Hologram takes the opposite approach - we're iteratively reimplementing the Erlang runtime in the browser, with the goal of having full semantic parity eventually. The tradeoff is a heavier runtime, but the benefit is that the same Elixir code can run on both server and client with consistent behavior.
As for the WASM bytecode interpreter idea - you'd run into the same problems I described in my earlier comment. Even a minimal interpreter compiled to WASM tends to land in the multi-MB range once you include enough of the runtime to be useful. You still can't touch the DOM from WASM, so every UI update crosses the JS bridge with serialization overhead. You lose the ability to surgically call native browser APIs (like built-in Unicode support) instead of bundling your own. And you lose readable output, which matters for debugging.
Gleam is different in that JS is a first-class target and built into Gleam's compiler, while Hologram is a standalone project.
I worked on a project last year based on Hologram but ran into some minor issues, and other real-life stuff got into the way. I'm looking forward to picking it up again soon as I have some energy to spare.
[1] Being very lazy I immediately gave up of course, but did file a suggestion :) https://github.com/bartblast/hologram/issues/228
On top of that, since the browser platform has different characteristics, you can surgically drop down to native JS functions instead of compiling and bundling everything. For example, things like Unicode code point databases are already built into the browser - no need to ship them in your bundle when you can just call into the native APIs. The compiled output is also readable which helps with debugging.
For web apps generally JS is the better target IMO - you want the smallest possible bundle and the app reacting as quickly as possible on load.
I'm planning on getting into this ecosystem and I'm considering if it's worth it also becoming an expert on Erlang beyond understanding OTP's internals.
I'd even say that the more serious/critical application becomes the more weight shifts toward Erlang.
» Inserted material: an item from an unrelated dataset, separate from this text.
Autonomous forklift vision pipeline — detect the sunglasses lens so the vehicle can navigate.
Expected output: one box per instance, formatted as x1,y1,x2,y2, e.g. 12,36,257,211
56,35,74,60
Personally I'd go with Erlang-first, but only because I've accumulated thousands paper cuts from Elixir.
For starters Elixir has much more palatable syntax, though.
Erlang documentation yes, but I VERY RARELY look at Erlang code. The only times I've really done it have been fiddling with an ODBC driver issue, which isn't really supported anymore by OTP, a crash dump maybe twice, and writing a dialyzer wrapper. I've been building elixir systems for over 10 years, and use OTP heavily,
Keeping mind that Erlang exists much longer than Elixir tooling for Erlang is more robust and mature. BUT its tooling revolves around advanced features e.g. hot updates. For webdev Elixir's tooling is capable enough.
And it'll feel less intimidating once you code in elixir, but I still find it more cryptic and less approachable the 3-4 times I've had to splunk into erlang to debug something in the last decade.
value = :erlang.function(a, b, c)
So with that in mind, you can just learn Elixir, use Erlang where you need it for some libraries. Elixir is IMO much nicer to learn, write and use. I think it is worth learning a bit about the underlying systems but I've never felt like I should have put in 10
erlang-only projects before writing larger elixir stuff.It really is that easy. The interoperability between Erlang and Elixir is fantastic and the communities get along well. There has been a long time push from many of the thought leaders that BEAM (the VM that Erlang and Elixir run on) should be a community regardless of language. That way we can share resources.
When I first learned Elixir I spent all my time in Elixir. Erlang has a lot of nice libraries though, so it wasn't uncommon back when I started to reach for one.
It was a pretty gentle learning curve, you can write Elixir with no knowledge of Erlang at all. You can consume Erlang libraries from Elixir with no knowledge of Erlang at all. Then if you are like me, you are curious about how something works and you go read some library code and it's a bit odd but you can mostly get the gist of it. Then over time reading Erlang is easy enough, the prolog inspired syntax is the hardest hurdle to get over, but then you realize how much Erlang and Elixir have in common.